Uma contradição que precisa ser trabalhada, em todos os níveis, é o fato de que a própria rotina das pessoas, no Brasil urbano e moderno de hoje, depende quase que exclusivamente de conhecimento técnico-científico altamente especializado. Mas a bandeira do conhecimento científico peca pelo reforço de possibilidades fantáticas, das novas drogas, novos meios de transporte, novas fontes de trabalho e emprego, riqueza e bem estar. Nesse meio tempo, as pessoas estão mais preocupadas com o sol da tarde, com o bife do almoço, o suco de laranja de manhã, ou com a chuva do fim de semana. E ficam sem saber que coisas básicas de sua qualidade de vida, como a água, alimentos, até a qualidade do ar que respiram e do clima aonde vivem, estão intimamente conectadas com um patrimônio científico que está em perigo. Ninguém se sente ameaçado, até a próxima epidemia. E a morte da sociedade brasileira tende a ser lenta e a começar pelos pobres e desvalidos. Ou seja, será uma morte sem visibilidade.

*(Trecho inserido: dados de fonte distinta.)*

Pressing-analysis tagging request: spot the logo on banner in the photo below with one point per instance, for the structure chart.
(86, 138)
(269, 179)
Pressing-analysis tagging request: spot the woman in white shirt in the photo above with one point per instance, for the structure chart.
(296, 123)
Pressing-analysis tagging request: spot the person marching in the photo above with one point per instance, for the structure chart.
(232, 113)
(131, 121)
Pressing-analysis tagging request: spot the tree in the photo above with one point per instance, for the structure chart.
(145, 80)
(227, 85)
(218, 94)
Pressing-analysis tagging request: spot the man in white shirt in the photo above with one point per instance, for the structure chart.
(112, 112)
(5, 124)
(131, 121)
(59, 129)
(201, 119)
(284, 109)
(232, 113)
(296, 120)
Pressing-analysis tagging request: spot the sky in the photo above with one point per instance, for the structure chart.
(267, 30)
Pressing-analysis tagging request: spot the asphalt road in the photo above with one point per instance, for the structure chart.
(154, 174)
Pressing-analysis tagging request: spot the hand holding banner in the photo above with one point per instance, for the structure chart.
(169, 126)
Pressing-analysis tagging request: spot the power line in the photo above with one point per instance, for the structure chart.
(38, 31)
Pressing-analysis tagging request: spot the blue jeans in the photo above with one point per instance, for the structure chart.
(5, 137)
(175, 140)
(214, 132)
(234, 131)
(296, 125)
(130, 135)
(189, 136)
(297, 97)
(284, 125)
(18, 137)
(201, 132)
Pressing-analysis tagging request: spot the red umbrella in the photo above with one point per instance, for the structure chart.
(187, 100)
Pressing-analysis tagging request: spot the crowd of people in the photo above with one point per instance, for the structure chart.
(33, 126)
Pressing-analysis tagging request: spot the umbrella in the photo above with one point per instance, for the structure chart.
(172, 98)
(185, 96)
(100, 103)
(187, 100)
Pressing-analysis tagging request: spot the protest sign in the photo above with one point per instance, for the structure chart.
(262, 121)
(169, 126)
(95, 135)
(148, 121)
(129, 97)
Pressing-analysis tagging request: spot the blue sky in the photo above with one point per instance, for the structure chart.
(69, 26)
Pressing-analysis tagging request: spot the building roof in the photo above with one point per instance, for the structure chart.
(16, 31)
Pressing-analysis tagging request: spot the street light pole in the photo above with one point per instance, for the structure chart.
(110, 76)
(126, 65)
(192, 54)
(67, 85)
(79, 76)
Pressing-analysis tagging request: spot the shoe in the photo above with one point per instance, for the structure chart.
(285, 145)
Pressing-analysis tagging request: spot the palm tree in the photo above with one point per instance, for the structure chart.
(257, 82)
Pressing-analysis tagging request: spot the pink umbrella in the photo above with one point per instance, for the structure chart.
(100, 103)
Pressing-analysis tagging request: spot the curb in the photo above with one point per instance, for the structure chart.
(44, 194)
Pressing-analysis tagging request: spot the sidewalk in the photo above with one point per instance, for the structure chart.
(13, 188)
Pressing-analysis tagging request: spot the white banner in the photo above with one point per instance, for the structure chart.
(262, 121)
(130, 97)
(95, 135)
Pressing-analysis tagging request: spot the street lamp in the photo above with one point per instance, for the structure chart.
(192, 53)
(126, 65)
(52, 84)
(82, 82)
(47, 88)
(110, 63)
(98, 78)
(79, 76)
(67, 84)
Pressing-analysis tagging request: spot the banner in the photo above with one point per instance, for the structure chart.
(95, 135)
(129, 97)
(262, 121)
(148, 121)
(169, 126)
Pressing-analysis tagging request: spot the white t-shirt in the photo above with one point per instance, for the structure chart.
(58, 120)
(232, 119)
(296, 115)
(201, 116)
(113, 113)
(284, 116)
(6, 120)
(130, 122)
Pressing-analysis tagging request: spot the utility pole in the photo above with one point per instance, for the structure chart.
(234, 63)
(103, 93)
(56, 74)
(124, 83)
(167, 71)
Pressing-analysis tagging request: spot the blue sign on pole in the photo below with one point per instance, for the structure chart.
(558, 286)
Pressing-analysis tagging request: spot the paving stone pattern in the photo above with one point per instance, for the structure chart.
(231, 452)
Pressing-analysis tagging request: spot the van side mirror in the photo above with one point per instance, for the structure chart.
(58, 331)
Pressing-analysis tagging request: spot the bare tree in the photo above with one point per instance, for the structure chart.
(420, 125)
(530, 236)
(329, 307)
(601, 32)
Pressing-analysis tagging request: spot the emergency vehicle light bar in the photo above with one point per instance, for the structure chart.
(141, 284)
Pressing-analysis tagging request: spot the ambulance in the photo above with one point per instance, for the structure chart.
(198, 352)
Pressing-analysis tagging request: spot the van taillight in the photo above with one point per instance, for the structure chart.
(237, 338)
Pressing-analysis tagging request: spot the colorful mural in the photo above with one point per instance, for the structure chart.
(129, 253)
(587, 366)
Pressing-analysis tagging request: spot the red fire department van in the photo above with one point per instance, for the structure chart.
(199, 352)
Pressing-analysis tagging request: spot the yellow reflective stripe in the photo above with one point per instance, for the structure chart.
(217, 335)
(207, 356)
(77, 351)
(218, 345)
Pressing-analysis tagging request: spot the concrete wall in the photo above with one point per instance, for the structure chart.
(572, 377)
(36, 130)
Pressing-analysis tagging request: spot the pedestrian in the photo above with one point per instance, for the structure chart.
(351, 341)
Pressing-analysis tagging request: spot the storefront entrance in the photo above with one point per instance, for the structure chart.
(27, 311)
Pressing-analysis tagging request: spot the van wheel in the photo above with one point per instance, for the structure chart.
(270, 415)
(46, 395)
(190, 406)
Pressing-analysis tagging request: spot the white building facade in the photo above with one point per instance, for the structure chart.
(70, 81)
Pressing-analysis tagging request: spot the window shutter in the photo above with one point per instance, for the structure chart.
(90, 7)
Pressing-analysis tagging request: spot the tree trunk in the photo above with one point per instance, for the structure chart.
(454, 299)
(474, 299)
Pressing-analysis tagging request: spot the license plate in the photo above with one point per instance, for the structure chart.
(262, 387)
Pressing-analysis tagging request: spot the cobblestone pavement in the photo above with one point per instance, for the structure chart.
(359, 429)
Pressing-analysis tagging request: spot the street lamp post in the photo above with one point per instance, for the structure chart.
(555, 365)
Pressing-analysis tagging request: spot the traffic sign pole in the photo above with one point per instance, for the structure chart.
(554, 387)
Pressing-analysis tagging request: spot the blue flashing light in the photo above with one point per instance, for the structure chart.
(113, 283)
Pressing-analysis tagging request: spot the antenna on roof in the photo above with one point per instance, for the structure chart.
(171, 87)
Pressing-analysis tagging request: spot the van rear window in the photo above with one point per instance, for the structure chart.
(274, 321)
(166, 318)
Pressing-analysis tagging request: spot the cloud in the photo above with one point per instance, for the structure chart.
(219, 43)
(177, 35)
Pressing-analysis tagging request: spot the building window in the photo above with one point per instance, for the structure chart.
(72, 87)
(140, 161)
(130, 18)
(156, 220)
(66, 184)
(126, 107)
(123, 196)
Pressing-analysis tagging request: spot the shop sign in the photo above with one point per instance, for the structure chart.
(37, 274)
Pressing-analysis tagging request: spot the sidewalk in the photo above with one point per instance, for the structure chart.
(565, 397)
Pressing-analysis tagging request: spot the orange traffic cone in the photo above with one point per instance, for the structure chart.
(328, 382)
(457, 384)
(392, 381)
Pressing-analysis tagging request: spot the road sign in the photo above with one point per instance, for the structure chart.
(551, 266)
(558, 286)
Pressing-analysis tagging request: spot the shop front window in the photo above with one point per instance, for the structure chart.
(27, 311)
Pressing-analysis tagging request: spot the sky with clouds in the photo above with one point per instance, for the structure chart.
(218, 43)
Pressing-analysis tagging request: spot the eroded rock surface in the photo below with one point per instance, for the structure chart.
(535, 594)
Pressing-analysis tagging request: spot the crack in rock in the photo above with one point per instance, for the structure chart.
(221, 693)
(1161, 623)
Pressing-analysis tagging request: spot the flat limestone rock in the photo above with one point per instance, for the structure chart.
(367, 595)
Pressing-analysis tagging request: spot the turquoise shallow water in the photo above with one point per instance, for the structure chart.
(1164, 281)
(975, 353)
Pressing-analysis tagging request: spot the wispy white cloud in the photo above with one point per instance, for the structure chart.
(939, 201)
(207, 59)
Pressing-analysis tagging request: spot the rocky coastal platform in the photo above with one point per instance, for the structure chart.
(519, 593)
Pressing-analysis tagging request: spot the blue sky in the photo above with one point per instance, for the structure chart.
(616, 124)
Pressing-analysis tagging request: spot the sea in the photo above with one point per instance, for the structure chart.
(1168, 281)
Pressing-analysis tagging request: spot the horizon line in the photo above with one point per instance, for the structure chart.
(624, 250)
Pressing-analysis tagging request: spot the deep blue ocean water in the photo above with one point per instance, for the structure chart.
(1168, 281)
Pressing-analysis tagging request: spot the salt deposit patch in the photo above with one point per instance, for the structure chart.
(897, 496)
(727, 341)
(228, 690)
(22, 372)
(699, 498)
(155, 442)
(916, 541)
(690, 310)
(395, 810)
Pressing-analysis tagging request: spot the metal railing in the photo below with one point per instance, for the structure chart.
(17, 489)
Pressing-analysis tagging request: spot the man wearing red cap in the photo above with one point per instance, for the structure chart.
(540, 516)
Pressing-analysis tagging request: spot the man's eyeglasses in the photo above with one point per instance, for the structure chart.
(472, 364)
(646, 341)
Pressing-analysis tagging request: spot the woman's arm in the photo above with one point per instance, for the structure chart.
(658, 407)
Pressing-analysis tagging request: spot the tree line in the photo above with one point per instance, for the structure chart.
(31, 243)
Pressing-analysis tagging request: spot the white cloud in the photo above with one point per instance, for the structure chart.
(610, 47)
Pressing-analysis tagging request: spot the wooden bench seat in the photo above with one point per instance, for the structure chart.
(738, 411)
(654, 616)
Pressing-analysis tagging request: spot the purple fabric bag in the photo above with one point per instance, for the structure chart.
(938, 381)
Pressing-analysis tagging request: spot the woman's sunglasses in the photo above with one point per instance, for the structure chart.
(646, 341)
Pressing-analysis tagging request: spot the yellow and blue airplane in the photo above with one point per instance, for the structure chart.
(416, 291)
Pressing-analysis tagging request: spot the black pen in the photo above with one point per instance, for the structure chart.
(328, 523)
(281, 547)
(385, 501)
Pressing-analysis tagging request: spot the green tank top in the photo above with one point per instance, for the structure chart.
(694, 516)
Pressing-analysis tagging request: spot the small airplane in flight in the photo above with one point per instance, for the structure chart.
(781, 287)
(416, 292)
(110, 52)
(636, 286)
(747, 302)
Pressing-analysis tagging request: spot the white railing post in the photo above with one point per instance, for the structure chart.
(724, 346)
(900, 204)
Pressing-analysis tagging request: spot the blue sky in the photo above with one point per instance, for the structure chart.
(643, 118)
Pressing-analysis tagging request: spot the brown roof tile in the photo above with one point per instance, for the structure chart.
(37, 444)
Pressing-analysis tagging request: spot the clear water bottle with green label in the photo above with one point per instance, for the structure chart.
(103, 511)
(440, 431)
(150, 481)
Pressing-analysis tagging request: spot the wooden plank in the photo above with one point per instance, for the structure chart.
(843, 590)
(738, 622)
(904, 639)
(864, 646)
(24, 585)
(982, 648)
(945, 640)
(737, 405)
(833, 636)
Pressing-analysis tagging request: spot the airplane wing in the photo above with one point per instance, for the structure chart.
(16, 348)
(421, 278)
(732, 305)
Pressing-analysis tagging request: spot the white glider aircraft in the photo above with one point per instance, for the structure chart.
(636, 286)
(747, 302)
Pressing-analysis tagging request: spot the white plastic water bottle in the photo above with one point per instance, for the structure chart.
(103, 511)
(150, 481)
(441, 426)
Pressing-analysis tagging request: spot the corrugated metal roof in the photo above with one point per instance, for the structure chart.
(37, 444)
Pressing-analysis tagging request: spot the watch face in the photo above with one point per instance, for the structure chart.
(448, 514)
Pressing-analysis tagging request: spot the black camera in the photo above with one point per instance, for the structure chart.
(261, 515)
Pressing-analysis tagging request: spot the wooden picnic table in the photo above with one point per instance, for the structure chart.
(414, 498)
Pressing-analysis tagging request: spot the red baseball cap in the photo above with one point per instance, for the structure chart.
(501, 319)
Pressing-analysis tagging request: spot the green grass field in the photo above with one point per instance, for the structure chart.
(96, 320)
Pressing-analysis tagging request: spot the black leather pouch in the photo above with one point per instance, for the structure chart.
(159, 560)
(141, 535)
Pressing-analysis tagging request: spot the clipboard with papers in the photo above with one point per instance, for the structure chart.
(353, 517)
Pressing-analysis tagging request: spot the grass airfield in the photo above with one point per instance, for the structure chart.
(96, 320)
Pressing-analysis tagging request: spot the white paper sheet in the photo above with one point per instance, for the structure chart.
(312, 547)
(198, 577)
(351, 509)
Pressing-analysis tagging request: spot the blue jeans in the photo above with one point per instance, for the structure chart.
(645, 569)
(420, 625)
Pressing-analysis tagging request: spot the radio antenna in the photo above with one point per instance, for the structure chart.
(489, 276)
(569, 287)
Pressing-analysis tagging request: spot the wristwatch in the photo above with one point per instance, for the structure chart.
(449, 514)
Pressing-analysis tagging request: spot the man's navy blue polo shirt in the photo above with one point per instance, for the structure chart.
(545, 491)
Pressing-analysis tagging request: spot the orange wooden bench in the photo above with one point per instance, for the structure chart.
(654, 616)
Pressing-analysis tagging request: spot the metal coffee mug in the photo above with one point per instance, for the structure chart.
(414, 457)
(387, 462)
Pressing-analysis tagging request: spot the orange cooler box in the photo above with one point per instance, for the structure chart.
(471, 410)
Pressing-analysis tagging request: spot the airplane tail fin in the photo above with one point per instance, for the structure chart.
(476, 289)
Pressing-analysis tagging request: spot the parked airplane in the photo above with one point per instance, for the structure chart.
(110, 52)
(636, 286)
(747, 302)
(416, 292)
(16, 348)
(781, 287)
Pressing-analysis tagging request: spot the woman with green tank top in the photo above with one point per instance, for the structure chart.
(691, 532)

A ciência precisa voltar a ser o porto seguro das inquietações da sociedade, e deixar de ser um portfólio de curiosidades episódicas de valor decorativo. E grande parte das inquietações da sociedade são as mesmas, desde que o homem surgiu no planeta Terra. Está na hora de voltar a responder a esses questionamentos, por mais repetitivo que seja o diálogo. O vazio deixado pelo anúncio e busca do novo, que é a explicação não científica do velho, está matando a ciência brasileira nas suas raízes, que são a vontade do povo.